The solution of \(A{\bf x}={\bf b}\) is unique if and only if (i) \(\bf b\) is a linear combination of the columns of \(A\), and (ii) \(A\) has no free columns. \(A\) itself could be square or tall-rectangular (it can never be wide-rectangular, why?). The case where \(A\) is square is special. If \(A\) is a square \(n\times n\) matrix, then the fact that \(A\) has no free columns implies it has \(n\) pivot columns, ie, that it has \(n\) pivots.
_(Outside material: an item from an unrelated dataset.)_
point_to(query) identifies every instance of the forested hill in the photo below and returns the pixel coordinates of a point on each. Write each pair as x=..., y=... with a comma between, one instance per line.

Chapter 2.5 examines the case when \(A\) is a square matrix with \(n\) pivots. In that case, the primary insight is that the action of \(A\) can be undone elegantly, by means of what is called the inverse of \(A\), denoted by \(A^{-1}\).

Textbook approach

In the text, you will find a prophetic and mysterious definition of the inverse in the beginning of Section 2.5. But why should there be such a matrix? What if only \(AA^{-1}=I\) and not \(A^{-1}A\) (or the other way around)? What is the point of such a matrix? Where does it come from? Only the last subsection (Singular and Invertible) resolves the mysteries. Instead, in class, we let inverses follow naturally from our previous module, Elimination.

Class approach

There is no reason for a detective novel approach. The idea of an inverse follows naturally from Elimination, as do its properties. Here is how we approached this in class.
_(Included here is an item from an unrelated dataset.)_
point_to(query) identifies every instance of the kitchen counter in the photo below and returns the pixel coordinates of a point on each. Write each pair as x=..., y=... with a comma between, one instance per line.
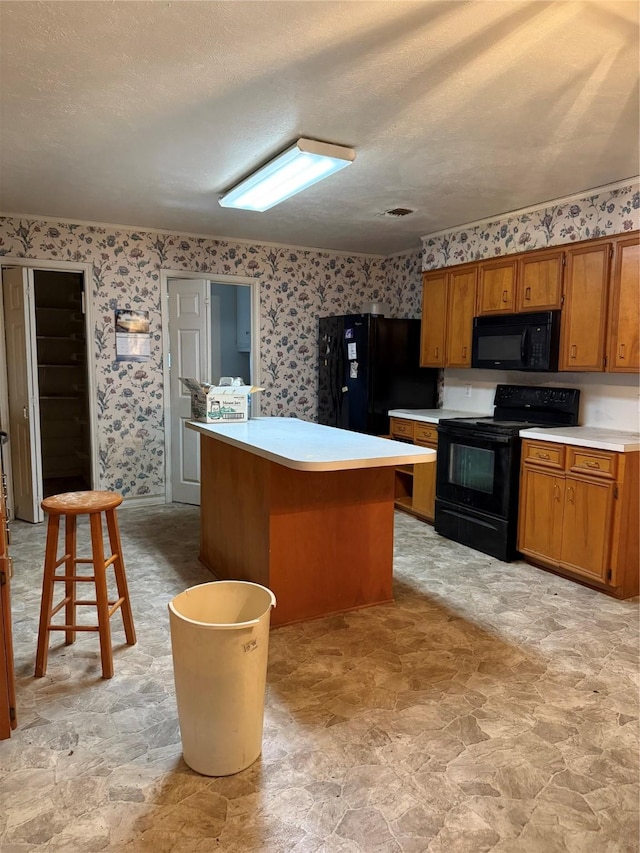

If \(A\) is \(n\times n\) matrix with \(n\) pivots, there is a matrix \(B\) such that \(BA=I\)

If \(A\) has \(n\) pivots, all columns are pivot columns. Therefore

\[\text{rref}(A) = I.\]

Now we perform a series of reversible row operations to get \(A\) into the rref forms, and as we understood in the elimination module, each such reversible row operation is a matrix multiplication on the left.

Let the operations we perform correspond to \(R_1, R_2, \ldots R_k\) in sequence (meaning we perform row operation \(R_1\) first, \(R_k\) last). Then the process of transforming \(A\) into its reduced row echelon form is

\[R_k R_{k-1} \cdots R_1 A = I.\tag{1}\]

Letting

\[B \stackrel{\text{def}}{=} R_k R_{k-1} \cdots R_1, \tag{2}\]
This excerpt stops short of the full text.